The truly amazing thing is that God gives us his grace for free, and persists in giving it away even under our disrespectful terms of skepticism. We’re like Nathanael, when he heard about Jesus – “Can anything good come out of Nazareth?” (Jn 1:46) Alright, God, is there anything good that comes out of this, or is it just a bunch of can’ts and shan’ts? There’s a ton of good that comes out of this relationship with God, but it’s the kind of good that comes from a friendship or romance, that you keep discovering in fresh rounds, and keeps taking you by surprise.
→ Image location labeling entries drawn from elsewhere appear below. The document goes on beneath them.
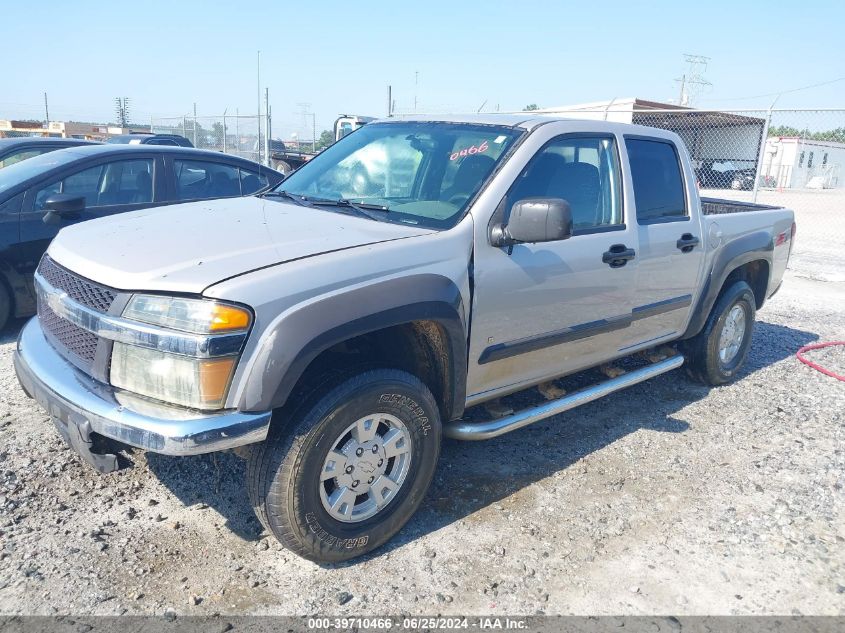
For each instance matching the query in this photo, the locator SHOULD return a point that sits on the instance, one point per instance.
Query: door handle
(687, 242)
(618, 255)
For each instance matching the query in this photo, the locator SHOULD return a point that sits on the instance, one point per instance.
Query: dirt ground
(667, 498)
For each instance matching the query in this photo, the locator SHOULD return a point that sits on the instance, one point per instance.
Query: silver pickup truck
(334, 329)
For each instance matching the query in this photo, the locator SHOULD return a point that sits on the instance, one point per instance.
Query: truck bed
(719, 206)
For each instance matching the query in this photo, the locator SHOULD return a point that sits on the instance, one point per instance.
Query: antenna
(693, 82)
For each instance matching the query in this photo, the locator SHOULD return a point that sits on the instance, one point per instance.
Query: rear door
(544, 310)
(671, 246)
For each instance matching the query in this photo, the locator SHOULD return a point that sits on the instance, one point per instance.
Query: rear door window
(657, 180)
(203, 180)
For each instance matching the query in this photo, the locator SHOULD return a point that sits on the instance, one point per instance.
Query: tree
(326, 139)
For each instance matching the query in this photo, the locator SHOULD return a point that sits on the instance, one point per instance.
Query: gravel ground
(666, 498)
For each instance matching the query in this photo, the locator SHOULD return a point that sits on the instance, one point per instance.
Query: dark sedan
(41, 195)
(14, 150)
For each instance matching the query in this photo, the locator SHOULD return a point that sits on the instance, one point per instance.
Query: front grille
(78, 288)
(78, 345)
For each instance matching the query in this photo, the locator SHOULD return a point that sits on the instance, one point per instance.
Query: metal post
(224, 130)
(761, 155)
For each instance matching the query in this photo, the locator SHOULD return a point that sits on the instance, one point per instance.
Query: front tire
(350, 466)
(717, 353)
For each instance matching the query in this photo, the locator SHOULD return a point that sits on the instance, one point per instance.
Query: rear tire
(5, 305)
(717, 353)
(309, 482)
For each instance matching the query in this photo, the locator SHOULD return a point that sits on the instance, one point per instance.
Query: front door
(544, 310)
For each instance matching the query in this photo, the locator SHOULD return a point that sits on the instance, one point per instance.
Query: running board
(463, 430)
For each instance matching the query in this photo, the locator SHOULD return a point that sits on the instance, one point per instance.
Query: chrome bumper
(81, 404)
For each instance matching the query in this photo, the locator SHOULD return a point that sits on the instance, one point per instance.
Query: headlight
(189, 381)
(198, 383)
(187, 315)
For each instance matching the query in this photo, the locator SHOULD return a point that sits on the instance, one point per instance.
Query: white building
(795, 162)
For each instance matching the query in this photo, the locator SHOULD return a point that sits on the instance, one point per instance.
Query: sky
(458, 56)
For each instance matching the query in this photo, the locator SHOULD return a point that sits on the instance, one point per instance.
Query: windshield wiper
(300, 200)
(363, 208)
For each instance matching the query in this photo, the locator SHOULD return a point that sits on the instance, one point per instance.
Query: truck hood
(189, 247)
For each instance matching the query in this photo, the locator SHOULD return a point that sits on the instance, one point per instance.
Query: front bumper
(81, 405)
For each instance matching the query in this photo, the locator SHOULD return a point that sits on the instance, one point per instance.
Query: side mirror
(61, 206)
(535, 220)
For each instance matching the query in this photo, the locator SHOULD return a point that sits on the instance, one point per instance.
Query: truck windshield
(419, 173)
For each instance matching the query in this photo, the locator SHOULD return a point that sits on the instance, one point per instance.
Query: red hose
(825, 371)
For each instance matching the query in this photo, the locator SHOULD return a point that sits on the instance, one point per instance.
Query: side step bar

As Christians, we don’t know how good we’ve got it. That’s why when Paul prays for the Christians in Ephesus, he asks that they “would have the eyes of the hearts enlightened…that they might know the hope they’re called into.” He wants them to know the “riches of their glorious inheritance,” and the immeasurable power of God for them. (Eph 1:18-19) The life of a Christian is a never-ending increase in buyer’s satisfaction.